Publicada originalmente em 1919, com o título Ladies in Lavender, na coletânea Far Away Stories, do escritor natural da Guiana Francesa, William John Locke, esta obra foi traduzida pela primeira vez para o Português no ano de 2017, pela escritora Fernanda Mellvee, autora do romance Amarga Neblina, finalista do prêmio Kindle 2017, e também da novela A mágica não pode acontecer, disponível na Amazon. Esta edição, publicada pela editora Bestiário, é acompanhada de ilustrações de Felipe Veeck e também de um ensaio de Mellvee analisando como a narrativa se encaixa no gênero conto de fadas. O que realmente faz sentido, pois se trata mesmo de um conto de fadas bastante inovador e original, pois não se refere ao clássico “jovem princesa sofre, é salva por príncipe e eles vivem juntos felizes para sempre”.
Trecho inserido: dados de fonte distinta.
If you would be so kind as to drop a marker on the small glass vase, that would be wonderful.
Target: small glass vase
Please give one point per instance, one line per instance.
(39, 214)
Neste conto, acompanhamos um determinado evento marcante na vida de duas irmãs, já em seus quarenta anos ( idade que nos dias de hoje não é mais considerada avançada, mas que, em 1919, já era o suficiente para que elas fossem praticamente idosas e chamadas na obra de “senhoras”). As duas senhoras são Ursula e Widdington, são irmãs que moram juntas desde pequenas, na casa onde seu pai comprara. O pai falecera e as duas continuaram a morar lá, vivendo da herança, em uma casa isolada no topo de um penhasco a beira do mar.
Elas levam uma vida bastante monótona, até um dia encontrarem um jovem quase se afogando no mar. As duas prestam socorro ao jovem e cuidam dele, que ferira o tornozelo e não falava o idioma das duas senhoras. Cada uma tenta maneiras diferentes de se comunicar com o jovem, e ambas começam a se apaixonar por ele, conforme os dias vão passando. Certo dia, descobrem que o jovem sabe tocar violino, e o encantamento das irmãs com o violinista só aumenta. Ele, porém, parece ter com ambas uma relação de carinho, quase fraternal, pois é grato pelo cuidado que têm com ele.
Toda a narrativa tem uma atmosfera um tanto fantástica, ainda que seus elementos sejam bastante reais, pois a forma como o surgimento do jovem violinista marca a vida das duas senhoras é descrita como se elas fossem duas princesas, solitárias a viver no topo do penhasco, até que surge um príncipe, vindo do oceano. No entanto, quem salva o “príncipe” são elas, e não o contrário, como costuma ocorrer em contos de fadas clássicos.
O conto deu origem ao filme de Charles Dance, O Violinista que Veio do Mar, de 2004. No ensaio incluso nesta edição, Mellvee também compara o conto e o filme, além de analisar a presença de elementos fantásticos em ambos.
Enfim, este é um conto de leitura leve e enredo bastante original, que pode ser lido, como dizia Poe, em uma sentada, e envolve o leitor em uma atmosfera de sonhos e lirismo, este último acentuado pela tradução de Mellvee.